In Kenya, Mighulo uses Instagram to share stories of human rights violations and rally others to speak out and hold power to account. For her, this work is deeply personal. But behind the viral memes and satire lies real fear: politicians proposing to use AI to track critics and block them from jobs, branding constructive criticism as treason or terrorism. She worries about police knocking at 3 a.m. or being arrested in Nairobi’s CBD. Yet despite this, she keeps going through hashtags, digital campaigns, and civic tech, because silence is not an option when freedoms are under threat. At its core, her activism remains a fight to speak truth to power and protect everyone’s right to question and hope.
Activists must rethink how they organize, communicate, and challenge power in an age where physical spaces for protest and assembly have become increasingly dangerous, and digital spaces, though disruptive, are now equally threatened by shutdowns, surveillance, censorship, and disinformation.
But resistance alone, however creative or powerful, is not enough. Memes, hashtags, and AI-generated satire may expose the absurdity of repression, but they cannot dismantle the systems that make brutality possible. If we want a future where no young person fears a knock on the door at 3 a.m., we must go beyond protest and transform our resistance into agency. We dare to dream of a moment where those who claim to represent us stand with, not against, the people.
Martin Luther King, Jr. once said “Freedom is never voluntarily given by the oppressor; it must be demanded by the oppressed.” The value of freedom burns through resisting, documenting, and reimagining disruptive ways to speak truth to power. What is at stake is more than a hashtag, more than a viral meme, more than a single protest. It is the right to imagine a different future. A future where our resistance is matched with leaders who hear our demands, amplify our voices, and defend our freedoms.
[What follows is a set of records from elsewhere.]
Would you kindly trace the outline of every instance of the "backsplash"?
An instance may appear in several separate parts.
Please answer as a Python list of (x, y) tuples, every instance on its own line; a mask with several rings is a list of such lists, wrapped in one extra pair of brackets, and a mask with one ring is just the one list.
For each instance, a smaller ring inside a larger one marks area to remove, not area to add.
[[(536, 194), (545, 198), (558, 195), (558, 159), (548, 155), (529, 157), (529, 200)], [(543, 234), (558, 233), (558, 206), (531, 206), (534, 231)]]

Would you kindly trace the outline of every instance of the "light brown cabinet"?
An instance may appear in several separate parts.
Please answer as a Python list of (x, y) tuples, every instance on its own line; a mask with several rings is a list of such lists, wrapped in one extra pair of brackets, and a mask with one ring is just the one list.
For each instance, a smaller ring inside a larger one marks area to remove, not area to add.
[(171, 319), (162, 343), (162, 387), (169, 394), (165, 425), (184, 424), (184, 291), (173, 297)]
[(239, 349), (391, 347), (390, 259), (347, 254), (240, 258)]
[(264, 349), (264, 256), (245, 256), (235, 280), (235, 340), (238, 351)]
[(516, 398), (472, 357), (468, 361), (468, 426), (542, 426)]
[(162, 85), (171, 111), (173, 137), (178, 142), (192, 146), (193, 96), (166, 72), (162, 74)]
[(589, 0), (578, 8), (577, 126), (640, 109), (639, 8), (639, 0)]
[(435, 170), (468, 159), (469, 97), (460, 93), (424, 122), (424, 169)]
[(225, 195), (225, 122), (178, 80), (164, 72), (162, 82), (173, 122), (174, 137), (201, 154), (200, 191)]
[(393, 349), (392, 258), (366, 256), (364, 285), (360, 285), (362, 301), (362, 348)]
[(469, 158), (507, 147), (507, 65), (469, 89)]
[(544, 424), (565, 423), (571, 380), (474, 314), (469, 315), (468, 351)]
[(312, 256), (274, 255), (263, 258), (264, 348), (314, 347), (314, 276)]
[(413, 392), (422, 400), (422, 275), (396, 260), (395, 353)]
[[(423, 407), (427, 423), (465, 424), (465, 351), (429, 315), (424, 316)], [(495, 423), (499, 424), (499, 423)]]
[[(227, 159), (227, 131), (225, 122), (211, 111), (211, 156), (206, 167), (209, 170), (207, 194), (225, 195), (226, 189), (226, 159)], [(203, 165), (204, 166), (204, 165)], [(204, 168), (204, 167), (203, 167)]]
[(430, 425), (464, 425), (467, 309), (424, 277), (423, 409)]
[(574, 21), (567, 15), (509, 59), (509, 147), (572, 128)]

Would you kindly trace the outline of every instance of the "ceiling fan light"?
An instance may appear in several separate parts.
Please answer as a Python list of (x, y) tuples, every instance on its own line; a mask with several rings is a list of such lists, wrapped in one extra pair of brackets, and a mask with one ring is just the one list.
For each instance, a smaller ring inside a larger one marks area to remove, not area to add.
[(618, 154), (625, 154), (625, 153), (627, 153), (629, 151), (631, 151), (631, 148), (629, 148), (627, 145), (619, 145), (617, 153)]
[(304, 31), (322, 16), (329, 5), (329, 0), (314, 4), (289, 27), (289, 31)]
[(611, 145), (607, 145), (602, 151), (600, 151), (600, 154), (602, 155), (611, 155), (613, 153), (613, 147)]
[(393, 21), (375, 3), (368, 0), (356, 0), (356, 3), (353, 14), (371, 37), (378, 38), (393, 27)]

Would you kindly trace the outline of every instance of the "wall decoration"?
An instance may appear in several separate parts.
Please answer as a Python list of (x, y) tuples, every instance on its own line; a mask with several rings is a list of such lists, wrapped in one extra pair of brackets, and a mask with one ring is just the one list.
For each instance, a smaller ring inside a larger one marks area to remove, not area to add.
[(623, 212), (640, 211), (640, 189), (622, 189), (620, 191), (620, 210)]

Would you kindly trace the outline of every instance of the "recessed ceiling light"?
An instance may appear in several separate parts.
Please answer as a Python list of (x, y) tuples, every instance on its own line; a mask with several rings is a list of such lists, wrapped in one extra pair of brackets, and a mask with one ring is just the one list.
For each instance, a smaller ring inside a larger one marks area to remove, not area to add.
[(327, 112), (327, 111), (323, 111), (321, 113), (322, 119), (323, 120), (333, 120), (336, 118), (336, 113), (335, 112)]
Silence is the ally of impunity, and only by refusing to be silent can we shape the just, inclusive, and democratic society our children deserve.
Vincy Mighulo Masaka is a Kenyan human rights defender and Gender and Development expert. She is the Project Officer- Host Liaison for the Digital Democracy Initiative at CIVICUS.
Asma Darwish, is a Bahraini human rights defender, and she leads the Stand As My Witness campaign, the WeRise! Initiative & the MENA Advocacy in CIVICUS.